From ESPN.com’s Chris Forsberg:
While league sources indicate the Celtics are interested in an extension, Smart confirmed a Yahoo! Sports report Monday that suggested that neither he nor his agent have received a formal offer from the team yet.
“Me and my agent haven’t heard anything from the Celtics,” said Smart, who pointed out how other players from his draft class have inked big-money extensions. “You’re seeing everybody else’s numbers and things like that, so we’re just kind of waiting.”
Despite the lack of talks, Smart said his preference is to be in Boston into the distant future.
“I would love to be here long term. I hope I’m here long term,” said Smart. “I love the organization, I love the fans, I love everything the Celtics are about.”
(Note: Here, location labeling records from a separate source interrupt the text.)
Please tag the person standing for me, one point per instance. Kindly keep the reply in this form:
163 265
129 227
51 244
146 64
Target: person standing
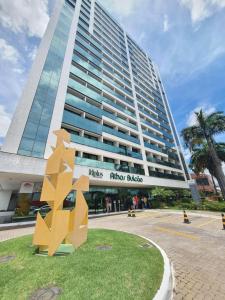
108 204
145 202
135 202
Smart has become exponentially more important to the Celtics following their offseason overhaul. Not only is he now the longest-tenured member of the team, but he’s the only proven option they have to throw on opposing point guards when Kyrie Irving isn’t up to the task.
Avery Bradley and Jae Crowder pitched in on that front when Isaiah Thomas was around. Both of them are now gone. Jaylen Brown, Marcus Morris and Gordon Hayward are extremely switchy, but sticking them on opposing floor generals isn’t a foolproof strategy. There will be matchups none of them can handle.
Enter Smart, who in addition to picking up backcourt assignments has also shown he can defend small forwards and even some power forwards. Truth told, with Crowder gone, he is now their most important defender—the switchiest of the Celtics’ switch-heavy model.
How much the Celtics will ultimately value that is unclear. He’s still an erratic three-point shooter on his best nights, Boston has Terry Rozier, and the team needs to worry about paying Kyrie Irving when he enters free agency in 2019. No matter how important Smart actually is, if the Celtics get a breakout campaign from Jaylen Brown and decide he’s just as suitable to play the Smart role on defense, they could end up passing on a long-term investment. Or maybe they won’t.
After all, given what happened over the summer, we can’t pretend to know who the Celtics value most, or what in the actual heck they’ll end up doing.